I frequently find myself wanting, or needing, to learn about particular languages, technologies, frameworks, or services; often, some of these pursuits are complete and utter failures, while others are marginal successes. However, once in a blue moon, there are some that have potential and might be worth sharing. I consider the following projects as mildly successful and yearn to see them, one day, evolve past their currently rough or unfinished states.
As always, please contact us (me) with comments, concerns, questions, etc. regarding any of the works below.
This site, mpettersson.com, has currently been one of my higher priorities (w.r.t. coding) projects. Past versions of this site were experiments based on either static HTML/CSS (as can be seen at old.mpettersson.com) or ASP.NET (this version was never hosted publicly and was more of a ASP.NET Web Forms exercise). The current version is built on WordPress (mostly because it’s extremely easy to make a decent looking site and I’m not a full time web dev), which allows me to indulge a desire to learn a bit of PHP.
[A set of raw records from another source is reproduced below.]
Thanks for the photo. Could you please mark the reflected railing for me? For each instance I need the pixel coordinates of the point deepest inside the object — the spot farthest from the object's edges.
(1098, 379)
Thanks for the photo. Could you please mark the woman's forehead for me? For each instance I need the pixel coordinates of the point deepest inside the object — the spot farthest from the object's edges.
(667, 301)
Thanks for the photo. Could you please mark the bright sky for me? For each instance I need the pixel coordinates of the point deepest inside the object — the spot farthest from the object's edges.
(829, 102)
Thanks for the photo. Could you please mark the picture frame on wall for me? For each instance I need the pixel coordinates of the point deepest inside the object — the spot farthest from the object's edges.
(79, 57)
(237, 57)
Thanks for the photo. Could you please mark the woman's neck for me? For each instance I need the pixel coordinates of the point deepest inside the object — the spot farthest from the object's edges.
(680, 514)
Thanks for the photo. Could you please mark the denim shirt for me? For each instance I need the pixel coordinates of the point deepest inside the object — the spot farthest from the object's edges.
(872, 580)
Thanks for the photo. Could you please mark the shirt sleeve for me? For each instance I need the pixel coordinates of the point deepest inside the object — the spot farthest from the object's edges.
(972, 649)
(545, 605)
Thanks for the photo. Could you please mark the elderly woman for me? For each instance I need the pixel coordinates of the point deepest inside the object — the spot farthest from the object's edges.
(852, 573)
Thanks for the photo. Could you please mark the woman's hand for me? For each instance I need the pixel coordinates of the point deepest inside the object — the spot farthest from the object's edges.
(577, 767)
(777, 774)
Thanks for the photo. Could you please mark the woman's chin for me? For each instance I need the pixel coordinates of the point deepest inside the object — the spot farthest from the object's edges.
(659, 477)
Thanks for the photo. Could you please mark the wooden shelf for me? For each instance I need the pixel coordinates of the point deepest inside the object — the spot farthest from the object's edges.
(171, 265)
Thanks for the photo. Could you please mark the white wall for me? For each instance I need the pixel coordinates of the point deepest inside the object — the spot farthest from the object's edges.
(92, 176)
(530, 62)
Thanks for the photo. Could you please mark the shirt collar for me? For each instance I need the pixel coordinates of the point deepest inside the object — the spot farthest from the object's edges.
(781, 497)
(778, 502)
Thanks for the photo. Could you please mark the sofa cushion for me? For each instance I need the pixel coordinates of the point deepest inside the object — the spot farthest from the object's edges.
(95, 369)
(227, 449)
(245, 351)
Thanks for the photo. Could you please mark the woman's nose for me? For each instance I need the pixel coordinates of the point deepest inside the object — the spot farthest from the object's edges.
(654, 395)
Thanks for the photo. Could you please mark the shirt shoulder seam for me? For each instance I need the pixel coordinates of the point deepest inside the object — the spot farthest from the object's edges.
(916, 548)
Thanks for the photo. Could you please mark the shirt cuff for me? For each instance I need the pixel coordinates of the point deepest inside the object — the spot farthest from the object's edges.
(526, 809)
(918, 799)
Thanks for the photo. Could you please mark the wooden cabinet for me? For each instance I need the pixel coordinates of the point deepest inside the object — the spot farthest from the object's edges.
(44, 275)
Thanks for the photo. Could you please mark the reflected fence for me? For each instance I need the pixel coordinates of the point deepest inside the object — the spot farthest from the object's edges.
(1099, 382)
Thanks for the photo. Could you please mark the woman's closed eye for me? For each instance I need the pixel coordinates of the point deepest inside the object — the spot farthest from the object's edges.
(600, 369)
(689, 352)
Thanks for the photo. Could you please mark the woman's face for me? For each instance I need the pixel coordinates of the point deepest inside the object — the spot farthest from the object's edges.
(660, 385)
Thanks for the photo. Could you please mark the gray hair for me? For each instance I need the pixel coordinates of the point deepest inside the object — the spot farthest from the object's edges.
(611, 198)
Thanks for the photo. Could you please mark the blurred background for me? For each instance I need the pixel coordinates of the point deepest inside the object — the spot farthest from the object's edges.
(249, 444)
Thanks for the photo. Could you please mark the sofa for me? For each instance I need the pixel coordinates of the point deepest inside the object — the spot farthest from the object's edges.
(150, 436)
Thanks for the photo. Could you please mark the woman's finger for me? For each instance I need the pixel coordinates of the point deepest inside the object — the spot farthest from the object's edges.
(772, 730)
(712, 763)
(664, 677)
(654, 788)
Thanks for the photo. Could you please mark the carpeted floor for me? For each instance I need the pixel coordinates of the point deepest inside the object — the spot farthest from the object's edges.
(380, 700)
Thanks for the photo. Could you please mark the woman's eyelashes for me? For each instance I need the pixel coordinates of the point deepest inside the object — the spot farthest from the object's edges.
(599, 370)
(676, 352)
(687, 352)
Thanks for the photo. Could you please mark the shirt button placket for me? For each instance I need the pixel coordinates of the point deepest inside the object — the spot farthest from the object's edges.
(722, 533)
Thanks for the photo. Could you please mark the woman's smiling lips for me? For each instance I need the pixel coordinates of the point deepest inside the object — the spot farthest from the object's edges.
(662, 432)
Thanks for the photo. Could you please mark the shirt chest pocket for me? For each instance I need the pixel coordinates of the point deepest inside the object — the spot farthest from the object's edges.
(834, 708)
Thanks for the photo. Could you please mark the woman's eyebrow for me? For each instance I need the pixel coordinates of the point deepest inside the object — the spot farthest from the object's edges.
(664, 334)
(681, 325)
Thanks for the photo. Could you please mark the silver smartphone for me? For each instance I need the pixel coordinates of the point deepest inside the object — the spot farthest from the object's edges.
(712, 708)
The REINS verifier is a continuation of a University of Texas at Dallas graduate level CS project to prove aspects of the REINS algorithm in Coq, and is an extension of the RockSalt project. That is, the REINSVerifier project is a monolithic task of writing a mathematically verifiable proofs in a formal proof management system (or Coq) a binary rewriting and inlining system or algorithm (a.k.a. REINS), “to tame and secure untrusted binary programs”.
For a full description of REINS, checkout Wartell, Mohan, Hamlin, and Lin’s paper. It is worth the read…
For more information on the REINSVerifier checkout the Bitbucket repo.
pydan is a tool that provides a way to easily use the Shodan API (sorry, but you’ll have to get and use your own API key) and try to perform some analysis to find interesting and possibly vulnerable devices.